Cells with the density of 1×10⁴ were cultured in a 24-well plate and incubated at 5% CO₂ for 24 hours, and then were treated with different concentrations of DEA for 48 hours. To study the morphology of cell nuclei, each well of the plate was washed twice with PBS and stained for 15 minutes with 100 µL of PBS containing 10 µL of the Hoechst solution (50 μg/mL, Sigma-Aldrich, USA). The morphology of the cytoplasm was investigated with acridine orange (5 μg/mL) for 2 minutes (the working solution was prepared by adding 10 µL of the acridine orange 100 µL of PBS. The morphology was analyzed using the inverted fluorescent microscope (Olympus, IX70) equipped with a camera (DP72), and a photograph was taken at 200 magnifications. In addition, measurements were conducted using Motic Image software (Micro-Optical Group Company, version 1.2) the diameter of the nuclei and the area of the cytoplasm were reported in μm and μm², respectively.

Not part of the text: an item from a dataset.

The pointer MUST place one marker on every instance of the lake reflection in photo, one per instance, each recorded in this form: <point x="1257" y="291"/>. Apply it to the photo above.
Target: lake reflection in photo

Cell Proliferation Analysis

Cell proliferation was determined using two analyses as follow:

1. Colony Forming Assay

Cells with a density of 5×10⁴ were cultured in a 3 cm sterile plate for 24 hours. Further, the attached cells were treated with DEA contaminated media for 7 and 14 days with every 3 days of media replacement. To study the colony-forming ability (CFA), the monolayer of the cells was stained with the crystal violet solution (0.5% in methanol) for 15 minutes at room temperature. Furthermore, photography was carried out using an ordinary digital camera (macroscopic study) and a light microscope equipped with a camera (microscopic study). To estimate the colony diameter, a graticule eyepiece was used and the diameter was reported in μm.

2. Population Doubling Number

The population doubling number (PDN), which refers to the total number of times the cells have doubled, was estimated when 1×10⁴ cells were plated in a 3 cm sterile plate for 24 hours. The cells were treated with DEA contaminated media for 2, 4, and 8 days. Then, the plates were washed twice with PBS, and the cells were detached using trypsin/EDTA. The number of cells was determined using a hemocytometer camber and the PDN was calculated using the formula PDN = logN/N0×3.31 (32). In the above-mentioned formula, N0 is the initial number of cells and N denotes the cell number after 2, 4, and 8 days.

Extraction of Cell Content

After 48 hours of DEA treatment, cells were removed from the flask and centrifuged for 5 minutes at 2500 rpm. Then, they were washed with tris-hydrochloric acid (20 mM tris-HCl, pH=7.2) and frozen overnight to break the cell membrane. Then, the homogenate was thawed and centrifuged for 10 minutes at 12 000 rpm. The total protein content of the extract was estimated by the Lowry method using bovine serum albumin as the standard. The concentration of samples was calculated using the linear formula Y=0.0009X+0.0391 with R²=0.999. In the above-mentioned formula, Y and X represent absorbance and the concentration (μg) of the total protein in each sample, respectively.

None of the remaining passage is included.